On 7/3/23 16:57, Hannes Reinecke wrote:
> On 7/3/23 15:42, Sagi Grimberg wrote:
>>
>>>>> Hannes Reinecke <hare@...e.de> wrote:
>>>>>
>>>>>>> 'discover' and 'connect' works, but when I'm trying to transfer data
>>>>>>> (eg by doing a 'mkfs.xfs') the whole thing crashes horribly in
>>>>>>> sock_sendmsg() as it's trying to access invalid pages :-(
>>>>>
>>>>> Can you be more specific about the crash?
>>>>
>>>> Hannes,
>>>>
>>>> See:
>>>> [PATCH net] nvme-tcp: Fix comma-related oops
>>>
>>> Ah, right. That solves _that_ issue.
>>>
>>> But now I'm deadlocking on the tls_rx_reader_lock() (patched as to 
>>> your suggestion).

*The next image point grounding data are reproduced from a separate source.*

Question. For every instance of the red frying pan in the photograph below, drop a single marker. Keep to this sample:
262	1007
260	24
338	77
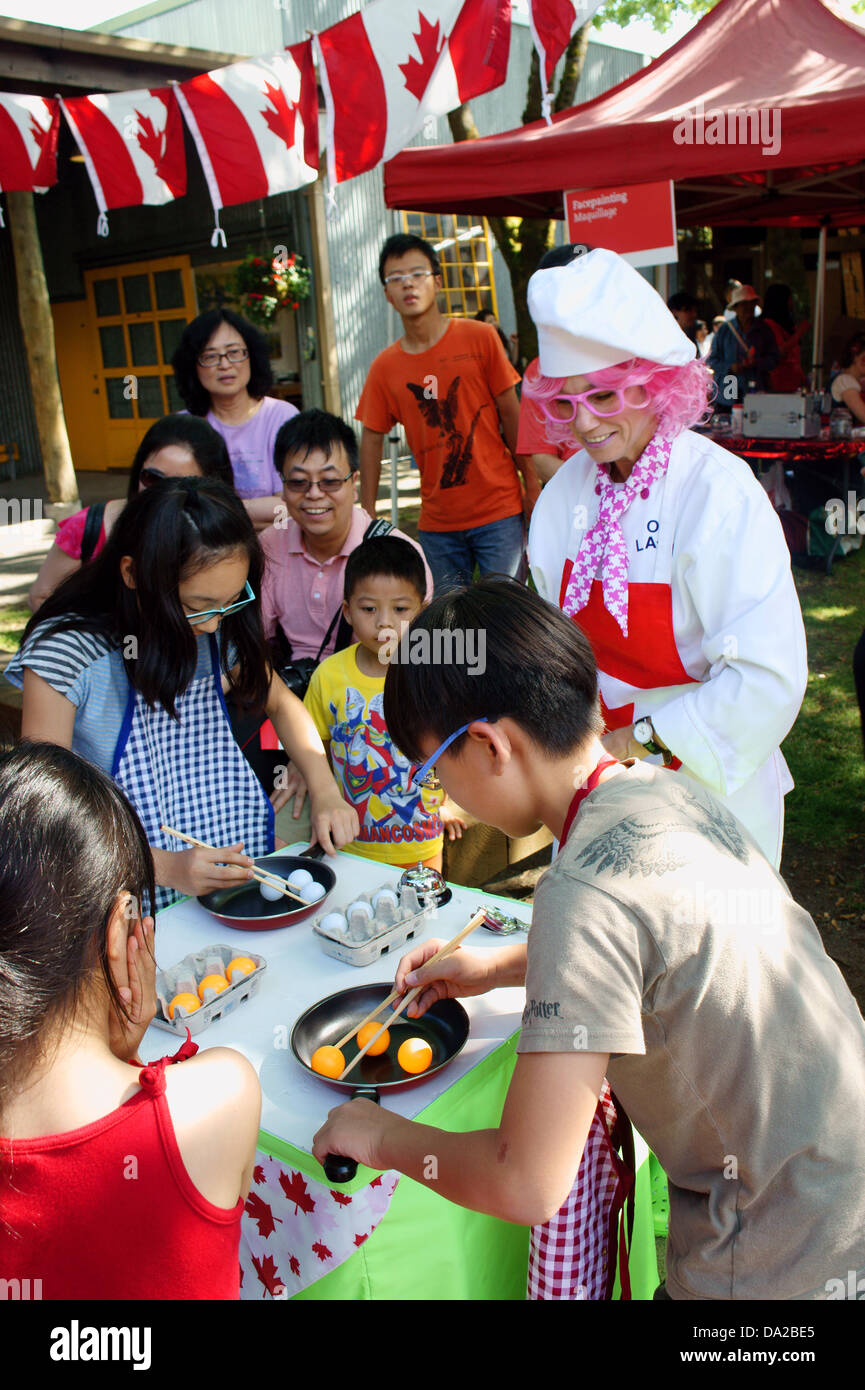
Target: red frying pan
244	908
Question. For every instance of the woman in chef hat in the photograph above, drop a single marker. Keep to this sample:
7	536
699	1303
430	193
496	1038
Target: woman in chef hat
662	546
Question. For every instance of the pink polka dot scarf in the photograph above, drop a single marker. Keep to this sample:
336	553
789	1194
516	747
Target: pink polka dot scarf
604	544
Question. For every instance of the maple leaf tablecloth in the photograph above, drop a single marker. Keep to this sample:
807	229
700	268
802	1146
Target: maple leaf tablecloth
295	1230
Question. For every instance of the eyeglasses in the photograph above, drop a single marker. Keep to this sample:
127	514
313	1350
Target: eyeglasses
412	277
213	359
424	777
149	476
600	402
299	487
232	608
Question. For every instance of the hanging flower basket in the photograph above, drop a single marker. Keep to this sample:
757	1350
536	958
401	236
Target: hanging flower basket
263	285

Investigating.
>>
>> Are you sure it is a deadlock? or maybe you returned EAGAIN and nvme-tcp
>> does not interpret this as a transient status and simply returns from
>> io_work?
>>
> Unfortunately, yes.
> 
> static int tls_rx_reader_acquire(struct sock *sk, struct 
> tls_sw_context_rx *ctx,
>                                   bool nonblock)
> {
>          long timeo;
> 
>          timeo = sock_rcvtimeo(sk, nonblock);
> 
>          while (unlikely(ctx->reader_present)) {
>                  DEFINE_WAIT_FUNC(wait, woken_wake_function);
> 
>                  ctx->reader_contended = 1;
> 
>                  add_wait_queue(&ctx->wq, &wait);
>                  sk_wait_event(sk, &timeo,
>                                !READ_ONCE(ctx->reader_present), &wait);
> 
> and sk_wait_event() does:
> #define sk_wait_event(__sk, __timeo, __condition, __wait)              \
>          ({      int __rc;                                              \
>                  __sk->sk_wait_pending++;                               \
>                  release_sock(__sk);                                    \
>                  __rc = __condition;                                    \
>                  if (!__rc) {                                           \
>                          *(__timeo) = wait_woken(__wait,                \
>                                                  TASK_INTERRUPTIBLE,    \
>                                                  *(__timeo));           \
>                  }                                                      \
>                  sched_annotate_sleep();                                \
>                  lock_sock(__sk);                                       \
>                  __sk->sk_wait_pending--;                               \
>                  __rc = __condition;                                    \
>                  __rc;                                                  \
>          })
> 
> so not calling 'lock_sock()' in tls_tx_reader_acquire() helps only _so_ 
> much, we're still deadlocking.

That still is legal assuming that sock lock is taken prior to
sk_wait_event...

What are the blocked threads from sysrq-trigger?